At the start of May when Susan was visiting we took a family trip to Amsterdam to do an escape room. We went to the “Wake up!” adventure at Questomatica on the Foelistraat. I don’t want to give away plot points, so I’ll just say that it was excellent. Alex has done an escape room game at school, but for the rest of us it was our first time. We’re all seasoned video game puzzelers, but the thrill of being right inside the puzzle was a great sensation. I don’t know if “Wake Up” is a representative example other escape rooms, but take on its own I thought it was well-constructed, challenging, with a theme that kept us engaged and excited all the way through.
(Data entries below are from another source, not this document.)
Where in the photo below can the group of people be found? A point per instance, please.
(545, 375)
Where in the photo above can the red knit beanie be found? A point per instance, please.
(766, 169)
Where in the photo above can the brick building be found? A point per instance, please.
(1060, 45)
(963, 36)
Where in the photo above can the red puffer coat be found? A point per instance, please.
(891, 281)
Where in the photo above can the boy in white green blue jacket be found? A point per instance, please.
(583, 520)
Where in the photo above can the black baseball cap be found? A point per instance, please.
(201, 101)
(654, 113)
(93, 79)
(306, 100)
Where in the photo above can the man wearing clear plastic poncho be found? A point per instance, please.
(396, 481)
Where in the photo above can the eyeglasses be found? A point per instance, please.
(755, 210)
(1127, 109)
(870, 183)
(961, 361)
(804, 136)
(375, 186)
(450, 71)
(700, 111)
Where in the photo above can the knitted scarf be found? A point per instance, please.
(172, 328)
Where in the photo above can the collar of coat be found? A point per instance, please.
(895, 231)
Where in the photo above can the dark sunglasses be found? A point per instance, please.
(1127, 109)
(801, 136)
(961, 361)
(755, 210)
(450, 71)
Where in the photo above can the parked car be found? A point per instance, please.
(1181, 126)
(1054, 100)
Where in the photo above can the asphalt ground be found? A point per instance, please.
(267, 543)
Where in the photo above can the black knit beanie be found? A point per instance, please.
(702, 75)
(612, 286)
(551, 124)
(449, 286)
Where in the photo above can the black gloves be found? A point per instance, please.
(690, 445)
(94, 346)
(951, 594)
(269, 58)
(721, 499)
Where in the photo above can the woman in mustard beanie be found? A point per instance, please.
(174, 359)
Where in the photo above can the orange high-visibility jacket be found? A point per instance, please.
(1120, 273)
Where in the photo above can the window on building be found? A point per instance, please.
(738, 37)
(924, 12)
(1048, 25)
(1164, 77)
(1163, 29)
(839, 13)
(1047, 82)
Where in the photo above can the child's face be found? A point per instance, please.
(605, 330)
Highly recommended!

Mixed Media, Sunday 4 June 2017

Games:

  • Horizon: Zero Dawn: Amazing — one of my favourite games of recent years. It took over my whole life for about two months. Loved the action, loved the story.

TV:

  • 12 Monkeys season 1: Entertaining enough that I’ve continued with season 2.
  • Westworld season 1: Very good! Just as Jonathan Nolan’s show Person of Interest looked at the intersection of surveillance and AI, and tried to figure out what the endgame was, with Westworld he looks at video games and AI and speculates about where that could go. It made me think a lot about the kind of games I enjoy playing, and the paths I like taking through them.
  • Iron Fist season 1: Bad, for all the reasons you’ve probably already heard about.